Sonra yaşlı bir zat bir asa'ya dayanarak geldi. Yanlarında oturduğum cemaat:
Kim cennet ehlinden bir adam'a bakmakla sevinmek isterse bu zat'a baksın,
dediler. Bu zat bir sütun'un arkasında durup iki rek'at namaz kıldı. Sonra ben
kalkıp o'nun yanına vardım. ve o'na :
Cemaatin bazısı
şöyle şöyle söyledi, dedim. Bu yaşlı zat: Hamd Allah'adır. Cennet Allahındır,
dilediğini ona dahil eder. Resulullah (Sallallahu Aleyhi ve Sellem) hayatta
iken ben bir rü'ya gördüm. Rü'yam da şunu gördüm: Sanki bir adam bana gelerek:
Yürü, dedi. Bende onunla beraber gittim. Beni büyük bir yol'a götürdü. Sonra
sol tarafımda kalan bir yol bana gösterildi. Ben de o yol'a gitmek istedim
fakat adam: Sen bu yol'un halkından değilsin, dedi. Daha sonra sağımdaki bir
yol bana gösterildi. Ben de o yol'a girdim. Nihayet kaygan bir dağ'a vardım.
Adam elimi tutup beni (yukarı) fırlattı. Ben o anda dağın zirvesinde oldum
fakat durup tutunamadım. O esnada tepesinde altından bir kulp bulunan demirden
bir direk göründü. Adam elimden tutup beni fırlattı. Nihayet ben o kulp'u
tutum. Adam: Sarıldın mı? dedi.Ben de: Evet, dedim. Sonra adam ayağı ile direğe
vurup devirdi.
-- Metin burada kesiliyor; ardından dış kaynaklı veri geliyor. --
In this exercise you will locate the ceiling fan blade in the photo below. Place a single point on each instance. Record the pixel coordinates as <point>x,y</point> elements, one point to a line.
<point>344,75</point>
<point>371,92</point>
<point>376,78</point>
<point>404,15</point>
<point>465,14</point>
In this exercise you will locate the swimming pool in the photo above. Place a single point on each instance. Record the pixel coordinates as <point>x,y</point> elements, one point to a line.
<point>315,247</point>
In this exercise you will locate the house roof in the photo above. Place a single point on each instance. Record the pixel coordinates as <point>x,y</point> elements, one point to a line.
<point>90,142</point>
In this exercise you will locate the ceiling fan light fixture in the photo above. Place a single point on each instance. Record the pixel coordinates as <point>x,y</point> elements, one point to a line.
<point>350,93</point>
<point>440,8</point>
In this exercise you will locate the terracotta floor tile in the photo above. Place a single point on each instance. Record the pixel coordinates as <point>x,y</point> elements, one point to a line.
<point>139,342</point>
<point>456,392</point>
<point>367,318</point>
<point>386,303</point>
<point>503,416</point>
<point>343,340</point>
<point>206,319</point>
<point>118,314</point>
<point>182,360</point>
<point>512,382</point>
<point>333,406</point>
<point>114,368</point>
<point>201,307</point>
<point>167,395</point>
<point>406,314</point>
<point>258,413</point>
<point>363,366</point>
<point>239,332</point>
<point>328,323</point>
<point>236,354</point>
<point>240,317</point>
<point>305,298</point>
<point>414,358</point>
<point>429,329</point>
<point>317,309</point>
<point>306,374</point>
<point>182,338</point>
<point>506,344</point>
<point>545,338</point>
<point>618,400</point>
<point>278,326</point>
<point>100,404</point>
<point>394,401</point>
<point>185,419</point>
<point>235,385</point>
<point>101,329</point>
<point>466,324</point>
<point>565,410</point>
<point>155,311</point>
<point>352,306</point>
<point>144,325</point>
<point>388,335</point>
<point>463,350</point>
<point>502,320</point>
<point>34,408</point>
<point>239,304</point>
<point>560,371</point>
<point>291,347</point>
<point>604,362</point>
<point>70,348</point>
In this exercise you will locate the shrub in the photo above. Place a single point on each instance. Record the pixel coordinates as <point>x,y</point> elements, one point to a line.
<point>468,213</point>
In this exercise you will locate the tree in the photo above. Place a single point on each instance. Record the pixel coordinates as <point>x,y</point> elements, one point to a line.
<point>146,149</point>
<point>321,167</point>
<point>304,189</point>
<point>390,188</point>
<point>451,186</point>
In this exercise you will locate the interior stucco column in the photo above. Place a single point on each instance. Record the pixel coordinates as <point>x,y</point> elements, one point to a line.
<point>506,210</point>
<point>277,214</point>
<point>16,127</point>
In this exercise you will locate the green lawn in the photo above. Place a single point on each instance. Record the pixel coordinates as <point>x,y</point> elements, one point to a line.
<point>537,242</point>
Ben de kulp'a sarılı kaldım.
Yaşlı zat
(devamla) dediki: Ben rü'yamı Nebi (Sallallahu Aleyhi ve Sellem)'e anlattım.
Buyurdu ki: «Sen hayırlı bir rü'ya gördün. Büyük yol mahşerdir. (Sonra) senin sol
tarafında gösterilen yol cehennem halkının yoludur. Sen o yolun ehlinden
değilsin. (Sonra) senin sağ tarafında gösterilen yol cennet ehlinin yoludur.
Kaygan dağ'a gelince o şehidlerin makamıdır. (Sen şehid olmayacaksın) Tuttuğun
kulp ise İslam kulbudur. Bu itibarla sen ölünceye kadar bu kulp'a sarılmaya
devam et.»
(İşte) ben bundan
dolayı cennet ehlinden olmayı umarım (Hareşe demiştir ki) Sonra bu yaşlı zat'ın
Abdullah bin Selam olduğunu öğrendim.